14th Speaker of the Bihar Legislative Assembly
- In office 2005–2015

Member of Bihar Legislative Assembly
- In office 2005–2015
- Constituency: Imamganj
- In office 1990–1995

Personal details
- Born: 8 August 1952 (age 73) Bihar, India
- Citizenship: Indian
- Party: RJD
- Other political affiliations: Loktantrik Janata Dal; Janata Dal; Janata Dal United;
- Education: Patna University
- Occupation: Politician

= Uday Narayan Choudhary =

Indian politician

Uday Narayan Choudhary is an Indian politician. He served as the Speaker of the Bihar Legislative Assembly from 2005 to 2015. He was a prominent Dalit face in the JD(U) and represented the Imamganj Vidhan Sabha Constituency from 1990 to 1995 and then from 2000 to 2015, losing the 2015 election to former Chief Minister Jitan Ram Manjhi. He crossed over to the Loktantrik Janata Dal in 2018 to protest the breakup of the Mahagathbandhan and JD(U) joining hands with the BJP.

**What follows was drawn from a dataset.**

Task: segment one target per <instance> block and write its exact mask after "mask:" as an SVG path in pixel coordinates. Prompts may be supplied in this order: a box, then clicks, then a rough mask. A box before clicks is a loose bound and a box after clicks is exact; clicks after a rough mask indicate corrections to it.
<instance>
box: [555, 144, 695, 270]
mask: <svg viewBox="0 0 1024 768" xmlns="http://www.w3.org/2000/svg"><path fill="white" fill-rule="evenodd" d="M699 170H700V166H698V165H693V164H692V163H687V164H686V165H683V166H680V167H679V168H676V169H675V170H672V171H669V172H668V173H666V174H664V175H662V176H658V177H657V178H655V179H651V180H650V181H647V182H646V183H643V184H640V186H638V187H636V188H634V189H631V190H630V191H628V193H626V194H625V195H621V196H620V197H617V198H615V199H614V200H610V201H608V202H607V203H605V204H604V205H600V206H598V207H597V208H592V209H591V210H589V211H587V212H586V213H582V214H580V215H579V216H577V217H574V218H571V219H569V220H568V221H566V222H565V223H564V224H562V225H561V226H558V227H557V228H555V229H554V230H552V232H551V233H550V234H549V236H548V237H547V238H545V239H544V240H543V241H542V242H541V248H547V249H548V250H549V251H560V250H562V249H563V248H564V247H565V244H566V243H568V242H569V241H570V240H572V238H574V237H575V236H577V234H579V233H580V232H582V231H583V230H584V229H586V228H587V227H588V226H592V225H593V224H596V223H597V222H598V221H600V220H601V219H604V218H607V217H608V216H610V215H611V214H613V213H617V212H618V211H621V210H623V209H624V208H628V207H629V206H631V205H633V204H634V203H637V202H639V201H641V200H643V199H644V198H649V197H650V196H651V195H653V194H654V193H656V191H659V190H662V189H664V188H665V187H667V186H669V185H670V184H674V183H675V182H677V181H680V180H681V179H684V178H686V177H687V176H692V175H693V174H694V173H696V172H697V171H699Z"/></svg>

He was also fielded by the Janata Dal (United) as its candidate in the Jamui Lok Sabha constituency in the 2014 Indian general election. Chaudhary was considered a staunch Nitish Kumar loyalist as he scuttled rebellion in the JD(U) in August 2014 by disqualifying 8 rebel MLAs. He received widespread criticism for his February 2014 decision to notify a rebel group of 13 RJD MLAs as a separate entity without physically verifying the signatures to facilitate their merger into the JD(U). However, as of 2017, he opposed JD(U)'s decision to re-join the NDA and has been a vocal critic of the same on different forums.